За 1-й год пандемии отмечался значительный прирост обращений населения за получением медицинской помощи в связи с расстройствами тревожно-фобического спектра и нарушениями сна [5—8]. В аспекте группы тревожно-фобических расстройств, формирующихся на фоне пандемии, необходимо обратить внимание на широкую распространенность у населения прежде не существовавшего явления — коронафобии (coronaphobia) [9]. Коронафобию определяют как чрезмерный страх заражения COVID-19 с выраженными ипохондрическими фобиями (фиксированность на соматических симптомах), избеганием возможных источников заражения, значимо нарушающих социализацию в связи с полным отказом посещать общественные места, страхом собственной смерти или потери близких от COVID-19, страхом снижения доходов, безработицы [10].
Развитию коронафобии способствует целый ряд факторов: внешних и психосоциальных. В частности, беспрецедентная потенциально угрожающая жизни ситуация с неопределенной продолжительностью; постоянно нагнетаемый тревожный информационный фон с повторением негативных факторов, переизбытком противоречивой информации, повышенным психологическим давлением; неопределенный инкубационный период вирусной инфекции, ее возможная бессимптомная передача, отсутствие единой стратегии/специфичности лечения, недостоверные сообщения о нехватке средств медицинской защиты, нехватке оборудования (аппаратов искусственной вентиляции легких) и т.п.; режим самоизоляции и социального дистанцирования, ведущий к социальной депривации; широкомасштабные карантинные меры; ухудшение экономической ситуации в странах: рост безработицы, снижение доходов граждан и др. [10, 11].
По мнению исследователей, коронафобия чаще не является изолированным моносимптомом, а ассоциирована с целым рядом психопатологических симптомокомплексов: расстройством адаптации, посттравматическим стрессовым расстройством, генерализованной тревогой [12, 13], депрессией и нарушениями сна [14].
В связи с этим исследователи рассуждают о роли психиатра, который в ближайшей перспективе столкнется с коронафобией и ассоциированными расстройствами [15]. В настоящее время большое количество публикаций посвящено изучению проблемы тревоги и депрессивных расстройств, которые ассоциируются с COVID-19, что подчеркивает актуальность проблемы.

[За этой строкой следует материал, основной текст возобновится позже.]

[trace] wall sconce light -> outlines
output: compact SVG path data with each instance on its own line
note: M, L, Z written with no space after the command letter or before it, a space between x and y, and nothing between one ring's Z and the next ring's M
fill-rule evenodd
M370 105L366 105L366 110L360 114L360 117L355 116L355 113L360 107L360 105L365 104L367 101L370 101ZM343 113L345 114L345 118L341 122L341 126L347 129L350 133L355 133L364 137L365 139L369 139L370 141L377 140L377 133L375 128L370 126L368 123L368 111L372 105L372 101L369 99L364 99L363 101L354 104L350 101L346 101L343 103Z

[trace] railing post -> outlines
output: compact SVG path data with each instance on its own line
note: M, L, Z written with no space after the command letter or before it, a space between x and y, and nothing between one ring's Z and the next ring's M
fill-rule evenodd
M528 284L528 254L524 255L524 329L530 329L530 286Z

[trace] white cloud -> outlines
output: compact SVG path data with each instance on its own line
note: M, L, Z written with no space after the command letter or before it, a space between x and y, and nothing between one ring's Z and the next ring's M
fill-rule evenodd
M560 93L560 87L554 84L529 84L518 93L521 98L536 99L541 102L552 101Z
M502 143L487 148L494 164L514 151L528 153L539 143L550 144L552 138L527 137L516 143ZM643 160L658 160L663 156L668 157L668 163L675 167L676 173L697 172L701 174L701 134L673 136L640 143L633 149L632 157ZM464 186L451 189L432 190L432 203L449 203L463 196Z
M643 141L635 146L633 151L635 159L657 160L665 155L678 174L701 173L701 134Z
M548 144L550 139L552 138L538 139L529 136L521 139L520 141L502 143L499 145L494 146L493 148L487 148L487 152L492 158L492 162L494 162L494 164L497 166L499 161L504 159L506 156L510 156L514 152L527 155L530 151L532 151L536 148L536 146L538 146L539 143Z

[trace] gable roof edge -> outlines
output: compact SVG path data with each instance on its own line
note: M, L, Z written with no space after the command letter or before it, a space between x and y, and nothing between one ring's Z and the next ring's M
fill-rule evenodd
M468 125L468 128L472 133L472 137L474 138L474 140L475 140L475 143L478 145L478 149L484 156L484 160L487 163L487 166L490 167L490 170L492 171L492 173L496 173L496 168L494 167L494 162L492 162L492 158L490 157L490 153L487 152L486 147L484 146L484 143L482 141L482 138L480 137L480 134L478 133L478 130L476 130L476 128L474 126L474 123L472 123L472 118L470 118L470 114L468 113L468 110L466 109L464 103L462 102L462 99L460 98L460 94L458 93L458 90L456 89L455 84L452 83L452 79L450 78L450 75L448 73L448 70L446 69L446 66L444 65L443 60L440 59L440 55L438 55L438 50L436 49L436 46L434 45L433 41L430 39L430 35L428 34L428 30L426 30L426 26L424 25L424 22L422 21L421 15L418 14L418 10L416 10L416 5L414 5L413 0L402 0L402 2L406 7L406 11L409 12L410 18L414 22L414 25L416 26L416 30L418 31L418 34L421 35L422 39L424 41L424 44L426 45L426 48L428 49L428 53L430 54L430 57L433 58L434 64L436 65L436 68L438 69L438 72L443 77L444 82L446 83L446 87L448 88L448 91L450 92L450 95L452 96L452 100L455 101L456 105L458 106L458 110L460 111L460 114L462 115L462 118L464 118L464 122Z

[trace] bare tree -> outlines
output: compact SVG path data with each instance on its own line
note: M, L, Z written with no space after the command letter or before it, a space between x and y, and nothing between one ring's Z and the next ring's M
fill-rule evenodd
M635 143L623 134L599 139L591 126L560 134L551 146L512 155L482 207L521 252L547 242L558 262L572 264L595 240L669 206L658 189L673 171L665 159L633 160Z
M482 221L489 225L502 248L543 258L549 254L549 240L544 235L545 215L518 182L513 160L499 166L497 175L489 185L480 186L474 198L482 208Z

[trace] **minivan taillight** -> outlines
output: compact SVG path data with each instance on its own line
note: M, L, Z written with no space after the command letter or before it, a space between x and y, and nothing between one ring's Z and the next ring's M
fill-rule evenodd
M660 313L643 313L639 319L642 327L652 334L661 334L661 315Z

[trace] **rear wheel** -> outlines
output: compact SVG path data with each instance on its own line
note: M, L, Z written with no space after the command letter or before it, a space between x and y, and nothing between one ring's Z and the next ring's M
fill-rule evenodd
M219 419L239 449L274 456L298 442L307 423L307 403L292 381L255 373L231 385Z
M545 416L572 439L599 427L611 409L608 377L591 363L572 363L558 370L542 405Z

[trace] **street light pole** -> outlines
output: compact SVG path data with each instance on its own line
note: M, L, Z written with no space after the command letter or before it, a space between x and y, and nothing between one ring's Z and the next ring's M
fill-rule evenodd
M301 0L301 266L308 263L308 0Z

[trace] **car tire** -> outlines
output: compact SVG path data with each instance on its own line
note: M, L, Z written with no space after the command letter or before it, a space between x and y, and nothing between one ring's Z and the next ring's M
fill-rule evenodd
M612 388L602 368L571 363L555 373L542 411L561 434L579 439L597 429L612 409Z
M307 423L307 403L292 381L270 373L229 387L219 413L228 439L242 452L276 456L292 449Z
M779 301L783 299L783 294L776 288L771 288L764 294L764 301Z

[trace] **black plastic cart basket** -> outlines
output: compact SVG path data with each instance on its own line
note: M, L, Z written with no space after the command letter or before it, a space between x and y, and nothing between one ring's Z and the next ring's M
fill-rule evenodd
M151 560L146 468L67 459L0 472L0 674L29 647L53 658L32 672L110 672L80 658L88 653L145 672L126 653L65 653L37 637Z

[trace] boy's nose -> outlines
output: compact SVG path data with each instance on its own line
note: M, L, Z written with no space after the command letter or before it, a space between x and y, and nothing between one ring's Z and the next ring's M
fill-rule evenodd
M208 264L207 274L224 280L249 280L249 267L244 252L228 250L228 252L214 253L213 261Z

Цель настоящего исследования — изучить распространенность тревожно-депрессивных расстройств и нарушений сна в их структуре среди пациентов, госпитализированных в связи с COVID-19, а также разработать дифференцированные рекомендации по их терапии у больных с новой коронавирусной инфекцией.
Материал и методы
В приведенном исследовании представлены результаты опроса 119 пациентов, проходящих лечение по поводу COVID-19. Опрос проводился в форме электронного анонимного анкетирования и online консультирования в рамках телемедицинской помощи пациентам, госпитализированным в ФГБУ «Клиническая больница» Управления делами Президента Российской Федерации. Опросник состоял из Госпитальной шкалы тревоги и депрессии (HADS; подшкалы HADS-A и HADS-D), субъективной шкалы оценки астении (MFI-20) и Опросника по качеству сна Питтсбургского университета (PSQI).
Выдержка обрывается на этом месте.